The recommended storage interface for dspam is MySQL, and after dealing with RedHat specific problems revolving around SleepyCat’s db4, I am not at all surprised. (More on that later if you encounter the same issue.) The simplest part, by contrast, is actually compiling the software and configuring Sendmail to call procmail such that dspam obtains the information it needs to run happily.
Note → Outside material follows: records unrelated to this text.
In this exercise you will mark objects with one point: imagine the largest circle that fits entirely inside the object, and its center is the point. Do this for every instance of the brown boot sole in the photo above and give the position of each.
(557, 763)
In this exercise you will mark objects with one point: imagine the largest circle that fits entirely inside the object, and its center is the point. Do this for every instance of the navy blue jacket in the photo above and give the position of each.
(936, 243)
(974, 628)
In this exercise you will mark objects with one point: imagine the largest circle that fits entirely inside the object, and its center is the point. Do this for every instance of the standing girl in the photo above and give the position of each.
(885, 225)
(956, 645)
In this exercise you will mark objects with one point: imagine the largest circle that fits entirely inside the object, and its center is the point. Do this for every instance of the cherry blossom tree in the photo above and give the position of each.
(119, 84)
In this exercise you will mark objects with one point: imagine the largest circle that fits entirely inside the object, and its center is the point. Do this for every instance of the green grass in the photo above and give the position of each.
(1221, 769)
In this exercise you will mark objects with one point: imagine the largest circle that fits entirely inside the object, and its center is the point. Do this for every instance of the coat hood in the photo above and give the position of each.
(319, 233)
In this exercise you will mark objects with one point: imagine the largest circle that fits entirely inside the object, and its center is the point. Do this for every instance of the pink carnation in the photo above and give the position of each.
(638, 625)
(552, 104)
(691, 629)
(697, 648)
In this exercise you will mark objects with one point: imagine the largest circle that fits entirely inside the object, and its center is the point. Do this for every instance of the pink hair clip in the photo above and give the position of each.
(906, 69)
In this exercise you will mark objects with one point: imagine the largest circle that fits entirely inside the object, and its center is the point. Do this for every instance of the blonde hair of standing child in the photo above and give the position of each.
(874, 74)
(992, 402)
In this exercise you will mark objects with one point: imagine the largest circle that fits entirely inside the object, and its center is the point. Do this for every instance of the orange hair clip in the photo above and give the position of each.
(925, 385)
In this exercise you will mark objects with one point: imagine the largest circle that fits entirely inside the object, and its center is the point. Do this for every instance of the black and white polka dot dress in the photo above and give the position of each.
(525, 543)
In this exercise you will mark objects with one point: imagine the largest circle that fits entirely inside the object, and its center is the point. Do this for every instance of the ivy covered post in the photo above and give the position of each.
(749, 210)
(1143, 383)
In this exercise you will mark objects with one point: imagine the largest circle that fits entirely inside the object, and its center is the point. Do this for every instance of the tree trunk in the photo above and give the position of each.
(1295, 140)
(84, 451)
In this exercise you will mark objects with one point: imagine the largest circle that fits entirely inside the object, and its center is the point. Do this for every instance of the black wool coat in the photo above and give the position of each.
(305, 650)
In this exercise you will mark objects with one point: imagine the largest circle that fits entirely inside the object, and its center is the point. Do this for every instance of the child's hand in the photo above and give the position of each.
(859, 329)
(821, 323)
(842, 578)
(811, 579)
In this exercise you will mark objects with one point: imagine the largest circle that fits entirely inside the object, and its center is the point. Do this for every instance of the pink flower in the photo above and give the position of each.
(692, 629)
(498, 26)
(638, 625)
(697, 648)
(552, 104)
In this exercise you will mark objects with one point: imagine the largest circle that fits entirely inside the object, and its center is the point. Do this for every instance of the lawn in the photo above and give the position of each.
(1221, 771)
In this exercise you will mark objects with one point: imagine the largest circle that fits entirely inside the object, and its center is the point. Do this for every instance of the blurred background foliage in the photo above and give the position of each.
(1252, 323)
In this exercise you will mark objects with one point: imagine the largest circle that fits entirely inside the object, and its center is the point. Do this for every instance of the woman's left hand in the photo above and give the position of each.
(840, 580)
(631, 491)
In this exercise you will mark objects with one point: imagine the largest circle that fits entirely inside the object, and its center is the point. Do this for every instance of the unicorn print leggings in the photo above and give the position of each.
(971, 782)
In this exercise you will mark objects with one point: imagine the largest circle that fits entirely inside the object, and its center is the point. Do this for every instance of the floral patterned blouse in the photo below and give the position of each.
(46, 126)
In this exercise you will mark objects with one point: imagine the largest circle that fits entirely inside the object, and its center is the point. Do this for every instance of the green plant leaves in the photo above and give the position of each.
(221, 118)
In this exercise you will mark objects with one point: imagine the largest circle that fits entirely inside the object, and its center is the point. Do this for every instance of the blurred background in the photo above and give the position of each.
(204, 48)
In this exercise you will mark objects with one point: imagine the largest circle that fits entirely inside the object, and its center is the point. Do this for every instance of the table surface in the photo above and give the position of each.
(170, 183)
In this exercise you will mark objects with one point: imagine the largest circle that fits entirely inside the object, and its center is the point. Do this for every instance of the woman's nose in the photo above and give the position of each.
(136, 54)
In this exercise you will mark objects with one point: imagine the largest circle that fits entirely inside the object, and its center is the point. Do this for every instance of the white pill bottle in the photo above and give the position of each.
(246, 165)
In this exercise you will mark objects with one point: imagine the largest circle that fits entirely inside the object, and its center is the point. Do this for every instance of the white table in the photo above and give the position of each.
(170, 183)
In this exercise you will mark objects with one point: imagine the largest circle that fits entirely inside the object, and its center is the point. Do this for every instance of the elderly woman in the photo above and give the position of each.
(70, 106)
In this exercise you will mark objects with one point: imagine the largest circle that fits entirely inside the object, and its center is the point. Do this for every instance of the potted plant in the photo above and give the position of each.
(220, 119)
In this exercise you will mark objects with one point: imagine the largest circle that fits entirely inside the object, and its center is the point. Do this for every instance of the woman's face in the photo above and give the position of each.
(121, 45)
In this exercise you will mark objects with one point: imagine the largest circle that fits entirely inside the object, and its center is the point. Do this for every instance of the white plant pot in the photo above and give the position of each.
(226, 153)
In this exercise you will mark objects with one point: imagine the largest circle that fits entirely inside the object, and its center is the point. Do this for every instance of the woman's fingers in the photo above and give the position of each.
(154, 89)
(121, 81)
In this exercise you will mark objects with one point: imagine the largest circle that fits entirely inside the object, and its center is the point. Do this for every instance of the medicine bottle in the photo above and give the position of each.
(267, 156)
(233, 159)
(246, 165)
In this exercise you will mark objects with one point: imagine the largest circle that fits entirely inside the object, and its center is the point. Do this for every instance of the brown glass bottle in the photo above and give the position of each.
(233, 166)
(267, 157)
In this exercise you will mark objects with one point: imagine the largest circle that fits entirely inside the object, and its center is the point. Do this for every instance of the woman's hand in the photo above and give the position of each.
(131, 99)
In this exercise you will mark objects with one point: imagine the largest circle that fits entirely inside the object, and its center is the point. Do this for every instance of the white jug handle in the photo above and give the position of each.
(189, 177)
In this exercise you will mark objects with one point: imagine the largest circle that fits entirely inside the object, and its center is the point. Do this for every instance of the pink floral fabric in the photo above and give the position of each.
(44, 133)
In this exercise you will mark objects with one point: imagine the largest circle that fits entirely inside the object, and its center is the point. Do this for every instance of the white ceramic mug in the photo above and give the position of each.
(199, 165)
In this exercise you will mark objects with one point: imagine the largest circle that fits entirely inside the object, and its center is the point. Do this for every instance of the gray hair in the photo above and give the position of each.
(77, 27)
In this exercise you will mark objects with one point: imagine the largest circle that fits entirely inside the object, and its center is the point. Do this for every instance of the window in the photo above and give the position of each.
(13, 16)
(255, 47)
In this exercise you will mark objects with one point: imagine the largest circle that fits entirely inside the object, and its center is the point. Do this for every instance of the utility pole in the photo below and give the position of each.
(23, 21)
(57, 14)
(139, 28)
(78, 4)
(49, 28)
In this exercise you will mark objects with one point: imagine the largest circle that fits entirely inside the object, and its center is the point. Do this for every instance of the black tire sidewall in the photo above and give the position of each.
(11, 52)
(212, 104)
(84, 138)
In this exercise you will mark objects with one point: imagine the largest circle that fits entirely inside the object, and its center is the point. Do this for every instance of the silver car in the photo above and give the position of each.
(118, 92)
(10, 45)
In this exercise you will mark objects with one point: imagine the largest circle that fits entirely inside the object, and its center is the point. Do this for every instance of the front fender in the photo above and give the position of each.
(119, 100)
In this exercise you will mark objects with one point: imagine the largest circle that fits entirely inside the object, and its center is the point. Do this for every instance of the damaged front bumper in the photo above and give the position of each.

If you aren’t familiar with dspam, visit the project page to read more. Some of its cooler features include extremely light overhead and console free retraining by simply forwarding misclassified mails off to a particular email address. The necessary corrections are made so the mistake doesn’t happen again. This is possible because dspam hangs on to messages for a definable period of time before discarding them, so if you hit it with a message containing a dspam signature, it knows what to do. Training of this nature is especially crucial during the first few days. If all your mail clients support a complete message bounce, you can relocate the magic signature into the message header. However, not all mail clients support this. Fortunately, a small signature is only a minor nuisance. (What’s more, some ISP’s SMTP servers silently drop emails that have URIs they have decided to blacklist, so having to forward only the message signature by itself gets you off the hook.)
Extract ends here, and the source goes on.